Réponse de le 18/03/2013 à 12:30 :
Je partage totalement cette proposition d'alignement sur le régime d'Alsace Moselle, qui aurait l'avantage de la simplicité pour le patient et pour le gestionnaire. Il faut avoir le courage de sortir des petits arrangements entre amis, c'est le contraire de la Solidarité.
a écrit le 17/03/2013 à 22:06 :
Les salaires des fonctionnaires sont bloqués, +0%, depuis 4 ans, donc les retraités sont à nouveau privilégiés puisque leurs retraites continuent à augmenter. Il aurait fallu les bloquer totalement, par solidarité : pourquoi privilégier les retraités, inactifs, par rapport aux actifs ???
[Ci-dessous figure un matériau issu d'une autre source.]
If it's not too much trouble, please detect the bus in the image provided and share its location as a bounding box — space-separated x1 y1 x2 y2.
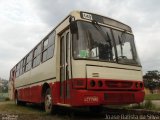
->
10 11 144 113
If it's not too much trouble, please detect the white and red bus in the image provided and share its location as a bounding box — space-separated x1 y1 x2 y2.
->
10 11 144 112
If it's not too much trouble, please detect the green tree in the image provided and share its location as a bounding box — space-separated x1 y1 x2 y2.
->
143 70 160 90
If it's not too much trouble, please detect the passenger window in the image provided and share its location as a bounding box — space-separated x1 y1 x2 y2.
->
42 32 55 62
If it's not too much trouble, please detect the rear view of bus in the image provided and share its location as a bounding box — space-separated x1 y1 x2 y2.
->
70 12 144 106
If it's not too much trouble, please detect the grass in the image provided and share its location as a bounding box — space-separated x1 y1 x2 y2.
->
145 94 160 100
0 101 66 120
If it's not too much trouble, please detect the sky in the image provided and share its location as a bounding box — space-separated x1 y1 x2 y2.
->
0 0 160 79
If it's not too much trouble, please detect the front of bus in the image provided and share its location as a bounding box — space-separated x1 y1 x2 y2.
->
70 12 144 106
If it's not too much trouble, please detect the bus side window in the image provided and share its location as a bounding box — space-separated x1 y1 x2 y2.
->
42 32 55 62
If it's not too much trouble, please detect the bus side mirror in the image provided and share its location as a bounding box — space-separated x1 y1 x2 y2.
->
70 21 78 34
Réponse de le 18/03/2013 à 0:12 :
Les fonctionnaires bénéficient du glissement catégoriel, autrement dit de l'avancement automatique à l'ancienneté qui représente plus de 2% d'augmentation de la masse salariale.
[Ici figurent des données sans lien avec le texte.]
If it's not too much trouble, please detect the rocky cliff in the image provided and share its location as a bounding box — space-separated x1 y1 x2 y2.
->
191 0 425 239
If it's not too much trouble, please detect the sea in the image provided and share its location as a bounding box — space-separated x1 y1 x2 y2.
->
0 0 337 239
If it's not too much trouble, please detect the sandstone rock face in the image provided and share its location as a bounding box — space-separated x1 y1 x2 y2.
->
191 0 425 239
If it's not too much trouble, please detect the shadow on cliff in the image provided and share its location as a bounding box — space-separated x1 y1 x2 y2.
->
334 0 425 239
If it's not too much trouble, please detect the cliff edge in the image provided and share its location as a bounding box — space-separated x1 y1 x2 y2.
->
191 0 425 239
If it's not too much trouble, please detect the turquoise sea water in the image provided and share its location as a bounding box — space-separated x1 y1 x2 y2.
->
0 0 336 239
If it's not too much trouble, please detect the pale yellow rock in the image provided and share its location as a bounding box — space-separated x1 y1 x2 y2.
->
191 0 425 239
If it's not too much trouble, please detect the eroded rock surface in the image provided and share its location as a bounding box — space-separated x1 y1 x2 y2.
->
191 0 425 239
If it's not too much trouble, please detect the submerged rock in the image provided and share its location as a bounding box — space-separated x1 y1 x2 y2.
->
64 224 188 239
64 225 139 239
Réponse de le 18/03/2013 à 8:01 :
Avant de dire de telles inepties,il serait judicieux de vous docummentez,en ce qui concernent les fonctionnaires leurs salaires continuent a progressé malgré le gel de leur indice,regardez le salaire moyen plus élévé que dans le privé,et je ne vais jusqu'a dire qu'ils sont des priviligiés, quand aux rétraités je tiens tout de meme a vous dire que ce n'est pas ce que vous avez l'air de décrrire comment peut on mettre a l'indexe tel ou tel catégories sous pretexe que "ce sont des privilégies"pour ma part 43 ans de cotisations et 950 euros par mois merci pour ce privilége
Réponse de le 18/03/2013 à 9:21 :
"Retraités privilégiés" nos grands leaders d'opinion n'ont rien trouvé de mieux de jouer les générations les unes contre les autres ce qui relève de la malhonneteté intellectuelle !!
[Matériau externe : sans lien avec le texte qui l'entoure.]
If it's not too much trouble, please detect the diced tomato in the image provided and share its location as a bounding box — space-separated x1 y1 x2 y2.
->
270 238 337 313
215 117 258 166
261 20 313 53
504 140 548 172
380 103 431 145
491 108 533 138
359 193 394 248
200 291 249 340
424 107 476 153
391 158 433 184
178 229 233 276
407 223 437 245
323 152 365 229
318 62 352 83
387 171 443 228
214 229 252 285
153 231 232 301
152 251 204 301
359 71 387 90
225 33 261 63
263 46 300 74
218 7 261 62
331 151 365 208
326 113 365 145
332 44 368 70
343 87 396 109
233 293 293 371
En ce qui concerne le pouvoir d'achat j'ai constaté sur plusieurs cas que les retraités perdaient du pouvoir d'achat rapidement car il y a un écart entre l'inflation officielle et réelle si vous intégrez impots locaux , biens alimentaires, chauffage , assurances.... cela représente facilement 1% /an de perte soit 5% sur 5 ans !!!!!
a écrit le 17/03/2013 à 21:14 :
@ PATOU
Sauf qu'à 70 ans, tu n'es plus en entreprise pour bénéficier d'une éventuelle mutuelle. C'est une grosse magouille entre les organisations syndicales et les institutions de prévoyance. Les garanties de santé seront au minimum et le salarié paiera quand même 50% de la note.
a écrit le 17/03/2013 à 20:50 :
La mutuelle c'est le luxe de la santé. 1 nouvelle paire de lunette à 400 euros par an, des implants dentaires à 2000 euros pièce pour un sourire à la Berlu, une visite chez le pédiatre non conventionné par enfant à discrétion etc.
C'est le luxe d'éviter la peur de manquer de santé, et comme je paie, j'en veux pour mon argent.
La Sécu devrait être une école de sagesse et se faire rassurante, Elle est hélas délirante
sous la pression du pouvoir médical et du pouvoir politique.
Alors que la pénurie de soins fait rage et que les hopitaux vous hébergent pour observation sans être en mesure de vous traiter du fait de la saturation des services.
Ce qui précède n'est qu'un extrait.